Katherine Gorge, Land of the Cicada

We listen to our ranger guide. He tells us Katherine Gorge is Nitmiluk, Land of the Cicada.

I like the name. I can hear the cicadas chirping in it.

The park has thirteen gorges. We only have a few hours to spare so we decide to see two of them on a tourist boat trip.

Dying trees surround the jetty where we board our boat. They bend and sag, weighed down by fruit bats, or flying foxes. Thousands of the bats cling upside down to the branches, wrapping themselves tightly in their wings, like miniature vampires in their black capes.

Bats

Bats

A tourist wearing bright red lipstick, wrists laden with bracelets, shakes her head in disgust when the indigenous guide tells us they will leave only when they have broken down all the branches of the trees where they are roosting. “What pests!”

“No, no”, calls back our ranger guide. “It’s good for the trees. The bats prune them and fertilise them with their dung. They grow back to be much more healthy. When the bats have done their work here, they will move on and do some gardening for us further upstream. That’s how the system works. Everything has its place”.

The boat glides through the clear water between the towering amber red rock faces of the gorge. We shield our faces from the intense heat of the sun. The water sparkles and shimmers ahead of us. In the Wet, the water is 7-8 metres higher than it is today. The guide points out the marks on the sandstone rocks above us.

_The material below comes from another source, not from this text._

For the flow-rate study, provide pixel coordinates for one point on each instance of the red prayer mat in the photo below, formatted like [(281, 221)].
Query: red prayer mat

White, black and red ochre stains streak down the rocky walls, as if a giant artist has daubed paint brushes up and down in a frenzy of earthy colour. The rocks glow as we glide past, then darken as they fall into shadow behind us. Hardy trees sink their roots deep into crevices in the sandstone to find moisture and nutrients. Somehow they succeed and make their precarious homes on the rocky ledges above us. Twisted and knarled, they survive and provide shelter in the gorge for bird and insect life.

Freshwater crocodile

Freshwater crocodile

A crocodile lies snoozing on a small sandy beach to our left, her silvery scaled skin reflecting the sun’s rays. “Don’t worry, she’s a freshie, a freshwater crocodile. She won’t do you any harm. She might put a few holes in your arm if she’s rattled, but they only eat what they can swallow whole. You are quite safe”. I glance at the toddler sitting sleeping in his mother’s arms in front of me. Sleep safely little one.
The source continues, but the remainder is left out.